Then was Jesus led of the Spirit. Mark says he was driven by the Spirit, a phrase that indicates a sudden and forcible impulsion.

Into the wilderness. Tradition has placed the scene of Christ's temptation in that part of the wilderness of Judea which lies between Jerusalem and the Dead Sea, and particularly in the mountain called Quarantania, from this forty days' fast.

To be tempted. Christ must be tempted-- 1. Because it was impossible that one who came to overthrow the kingdom of Satan should not be attacked by the great adversary at the very threshold. 2. It was to test him. 3. It was to prepare him, by being tempted like as we are, and yet gaining the victory, to "succor them that are tempted." 4. It was to set an example for us when we are tempted. The three great temptations mentioned by Matthew are the three great classes of temptations to which men are now exposed.

Of the devil. Here the existence and personality of Satan are placed before us in the most distinct language. The devil is, (1) A person (Eph 2:2; Eph 6:12; Heb 2:14; Jude 6); (2) A fallen angel (Joh 8:44; 2Pe 2:4; Jude 6). The word devil means false accuser.

Verse 2

When he had fasted forty days and forty nights. Moses and Elijah each fasted for the same length of time. It was a period of spiritual exaltation, of meditation and prayer, of preparation for his work, and it is hardly probable that he felt the need of food.

He was afterward an hungered. At the close of this period nature began to assert her demands, and hunger was keenly felt.

Verse 3

The tempter came to him. The devil. He chose his time craftily, as he always does when he assails man. Whether he came in a personal form or as the whisper of the evil spirit is uncertain.

If the Son of God. "If" suggests a doubt, and, perhaps, a taunt. It is a cunning appeal to Christ to work a miracle to satisfy his hunger and to display his power. It would seem an innocent thing for Christ to make bread when he was hungry, for himself, as he afterwards did for the five thousand. Why not? Because if he had availed himself of his Divine power to escape the discomforts and sufferings of humanity he would have failed to suffer as we do, to set us an example in all things, to be tempted in all points as we are; and besides, he "came to minister," never to use his Divine power for their own benefit. To have so exerted it for selfish and vainglorious purposes would have been sinful, and a distrust of God. Christ came to save others, not himself. Self-denial was the law of his mission.

Verse 4

It is written, Man shall not live by bread alone. The Lord uses the sword of the Spirit in his reply. The word quoted, found in Deu 8:3, should be used in its connection, in order to comprehend its force.
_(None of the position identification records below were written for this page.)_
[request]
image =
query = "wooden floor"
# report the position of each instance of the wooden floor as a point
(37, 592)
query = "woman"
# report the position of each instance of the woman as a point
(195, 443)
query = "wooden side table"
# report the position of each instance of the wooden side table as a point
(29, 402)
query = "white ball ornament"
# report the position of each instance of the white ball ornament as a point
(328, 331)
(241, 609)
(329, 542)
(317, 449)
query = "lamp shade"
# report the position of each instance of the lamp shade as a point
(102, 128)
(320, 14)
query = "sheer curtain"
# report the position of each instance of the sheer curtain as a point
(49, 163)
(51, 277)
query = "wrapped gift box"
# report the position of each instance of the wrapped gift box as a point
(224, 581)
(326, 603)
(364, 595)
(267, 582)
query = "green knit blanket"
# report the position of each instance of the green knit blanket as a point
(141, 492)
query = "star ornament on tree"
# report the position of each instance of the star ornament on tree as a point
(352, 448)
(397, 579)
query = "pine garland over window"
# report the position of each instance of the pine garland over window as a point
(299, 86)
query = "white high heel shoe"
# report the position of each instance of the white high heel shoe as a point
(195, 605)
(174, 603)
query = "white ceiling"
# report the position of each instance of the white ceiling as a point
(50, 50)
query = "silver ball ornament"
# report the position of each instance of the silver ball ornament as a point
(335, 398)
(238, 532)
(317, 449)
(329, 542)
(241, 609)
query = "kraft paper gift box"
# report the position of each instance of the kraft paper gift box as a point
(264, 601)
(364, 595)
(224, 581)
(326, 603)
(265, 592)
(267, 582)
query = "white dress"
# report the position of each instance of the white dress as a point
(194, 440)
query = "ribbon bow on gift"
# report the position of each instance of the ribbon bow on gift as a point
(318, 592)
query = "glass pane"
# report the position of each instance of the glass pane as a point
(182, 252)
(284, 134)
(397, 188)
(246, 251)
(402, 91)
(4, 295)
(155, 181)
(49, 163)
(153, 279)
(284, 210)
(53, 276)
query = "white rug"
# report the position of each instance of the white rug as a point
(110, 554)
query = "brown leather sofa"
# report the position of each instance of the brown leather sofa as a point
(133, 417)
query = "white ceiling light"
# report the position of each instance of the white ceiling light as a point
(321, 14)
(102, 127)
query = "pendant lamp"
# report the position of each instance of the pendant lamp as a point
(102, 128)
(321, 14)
But by every word, etc. The meaning is: If it pleases God to sustain by other means than bread, it will be done. His word can be trusted. God fed Israel with manna, sent by his word, and we can trust his promises.

Verse 5

Then the devil taketh him into the holy city. What way the devil took him, whether bodily or in spirit, we are not told.

On a pinnacle of the temple. The only portion of the temple that seems to answer to the context was the lofty porch overhanging the valley of Kedron. Josephus says that from the roof to the valley below at this point was 300 feet.

Verse 6

If thou be the Son of God cast thyself down. Again the doubt is implied and the taunt uttered. Jesus had expressed his trust in the word of God. The devil now asks him to go from the extreme of distrust to that of rashly tempting God. It was, perhaps, the demand so often repeated and always refused, "to show a sign from heaven," to make a display of his power to secure popular applause. Perhaps the evil spirit whispered to him to perform one stupendous miracle in Jerusalem, in the presence of all people, and to secure such fame that he would reach the throne without treading the thorny way of the cross. To have done so would have robbed the world of its Savior. "It behooved him to die, and to rise again."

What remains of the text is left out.